Niyaz revealed he had just gotten into the world of Mexican hot sauces, and wondered if it was a sin that he liked Cholula so much. I responded that the bigger sin was that he--of Pakistani descent--had only recently started liking the hot stuff, given that Pakistani cuisine has some of the most potent curries on earth, simultaneously unctuous and spicy so that dishes such as beef nihari coat your intestinal tract for hours. Plus? Those amazing Pakis eat raw slices of ginger as nibbles before the feast. They make us Mexicans seem as big of chile wusses as the Germans.

I digress. Acceptable Mexican hot sauces? Cholula is definitely one of them. But there are others, and each suit a need.

I actually covered a version of this question years ago, when I put Tapatío and Sriracha to the taste test and found each had its particular charms.

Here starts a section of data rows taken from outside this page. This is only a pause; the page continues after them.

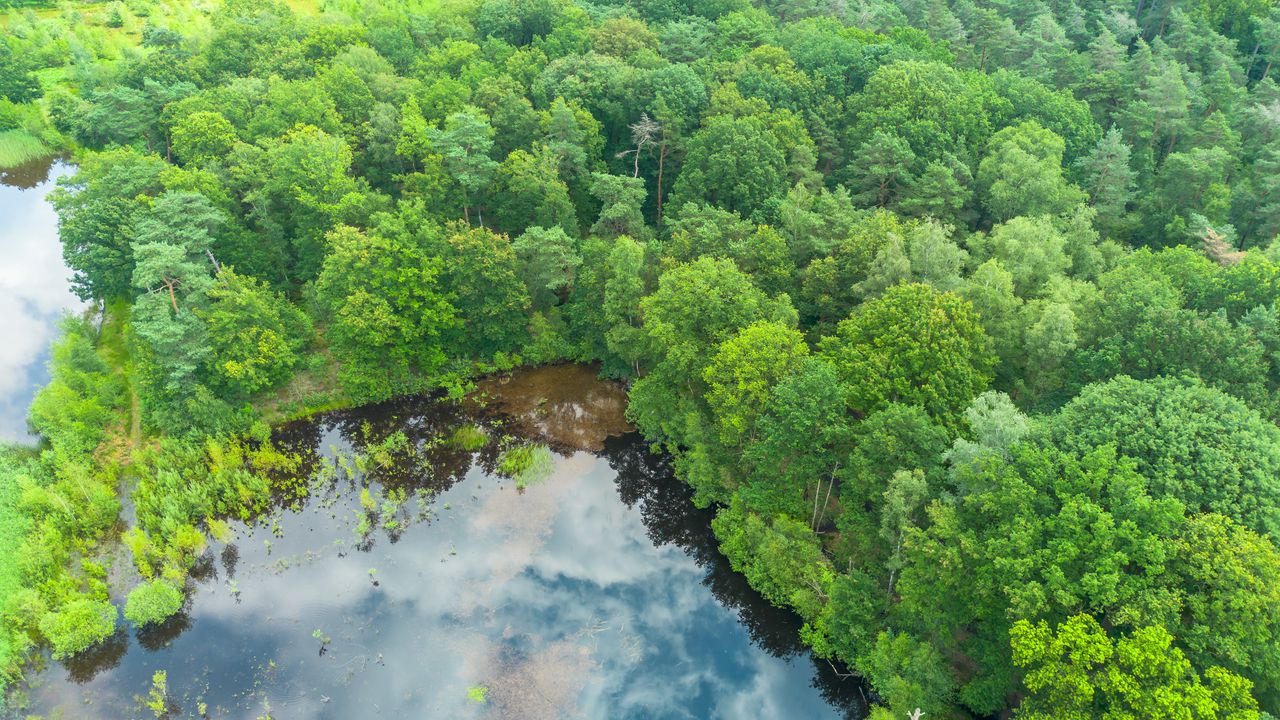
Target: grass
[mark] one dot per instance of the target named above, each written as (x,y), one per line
(13,531)
(18,146)
(469,437)
(478,693)
(526,464)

Think of Cholula as a less-vinegry type of Tapatío, with a bit more heat, and thus perfect for most any Mexi meal or soup. But I also don't think Cholula is so much better than Tapatío that it justifies its two-bucks-and-change price for a regular bottle, a price higher than the cost of a big bottle of Tapatío.

The original Cholula--that is, the loyal opposition to the Tapatío juggernaut--is Valentina, which is more flavorful than the other two but less spicy. The true wab joints will feature Valentina--actually, the true wab joints will offer their own homemade salsas and dismiss hot sauces as a gabacho conspiracy, but I digress again. I prefer Valentina to go with ceviche, or on bacon-wrapped hot dogs, as its citrus aftertaste blends well with heartiness.

But, Niyaz: I say screw all of the above. They're from Jalisco, and Jalisco deserves the same scorn we Americans heap on Texans. Stay local, and go with Gringo Bandito. Or go for the rey of them all--El Yucateco, derived from habaneros and possessors of scary neon colors probably created with dangerous color dyes, but who cares. This hot sauce reflects the taste of the Yucatán, found locally only at Conde Cakes, and the stuff burns. Its molasses-like texture means it won't work on most meals--honestly, Yucateco on tacos might trick your mind into thinking you're eating a crepe if it wasn't for the fact that your tongue was welcoming a newly created crater. El Yucateco works best on Mexican seafood, specifically on ceviches, so you can appreciate the duality of life: ice-cold and hell-hot.